Discussions

EJB design: Classical Problem of Performance - Loading Many to Many Relation

  1. Hi There,

    I am facing a classical problem of loading many to many relationship information using JDBC.

    The problem goes like this...

    There is a nxm relationship between Task and Element connected using Task_element table. Now I am supposed to load both Task and Element data in database.

    Typically a Task can be associated with 3 to 5 Elements. Element is not a master data as such but can be considered as a master data for a particular user section. (Frequency of change in ELements is once a month).

    Now when I load this information as a typicall JDBC way, I have two options.

    1. Write a Join on all 3 tables and get complete information.

    Catch- Catch here is that no. of tasks are more than 2000. Hence no. of rows returned fromt he database are 2000 x 4 (average no of elements associated with each task) = 8000 records. Since task table has more than 15 fields to be retrieved and element has got 5 more so total columns retrieved from database are 8000 x 20 = 1,60,000. This causes exessive network traffic. Usually this complete operation takes 8-12 sec. based on no. of concurrent users.

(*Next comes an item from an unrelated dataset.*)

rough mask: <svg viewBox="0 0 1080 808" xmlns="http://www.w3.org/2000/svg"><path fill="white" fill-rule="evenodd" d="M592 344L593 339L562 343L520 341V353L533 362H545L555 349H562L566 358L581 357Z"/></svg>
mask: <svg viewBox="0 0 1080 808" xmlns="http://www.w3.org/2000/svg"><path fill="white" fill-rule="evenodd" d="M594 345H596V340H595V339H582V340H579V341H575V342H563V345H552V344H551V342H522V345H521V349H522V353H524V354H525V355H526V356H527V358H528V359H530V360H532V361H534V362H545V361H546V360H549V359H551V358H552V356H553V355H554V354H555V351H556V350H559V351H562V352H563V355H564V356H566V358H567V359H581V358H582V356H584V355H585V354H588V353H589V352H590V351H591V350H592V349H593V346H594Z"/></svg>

    2. Write an Oracle function to concatenate element_ids associated with the task and return it with each task, whcih will be then parsed in the Weblogic server and element ids will be retrieved.

    Catch - The function will fire a query to get the element ids associated with the task. This means for 2000 rows it will fire 2000+1 queries to get the complete information. Which anyway will increase load on database.

    My problem seems to be a very classic and recurring problem as most of the complex applications have such relationships.

    When amount of data increases the performance degrades.

    Could someone help in finding a reasonable solution for this problem.

    Thanks in advance.

    Shiv
  2. I think option 1 is going to be as good as it is going to get. I think you have several choices:

    1. Try to optimize your query further. Maybe by indexing your tables better you can get the query to run in a reasonable amount of time.

    2. Cache the query results in memory. Assuming that the list of tasks does not change frequency, maybe you can get away with running the query once per user login/logout (or something like that) and otherwise leaving the list fixed.

    3. Maybe you can figure out queries that determine deltas on your data system to improve data caching: add tasks for just the last user that logged in, and remove tasks for that user when they log out.
  3. more ideas[ Go to top ]

    You need to be a little more specific here.

    1. Are you loading this data to be viewable by a human being because if so you can easily add paging so that you load only X rows at a time.

    2. Aside from using a view you can also provide quicka and efficient loading using a SQL IN clause, i.e. load one parent table row, load this mapping row and then load the other parent rows using the IN clause and the ids. This can also be done for multiple records at a time and is efficient, especially when combined with a cache which performs object id to object mapping.

    3. Lazy loading can solve this problem as well. Just because you have lots of data does not mean you should retreieve it all.

    Hope this helps!

    Bruce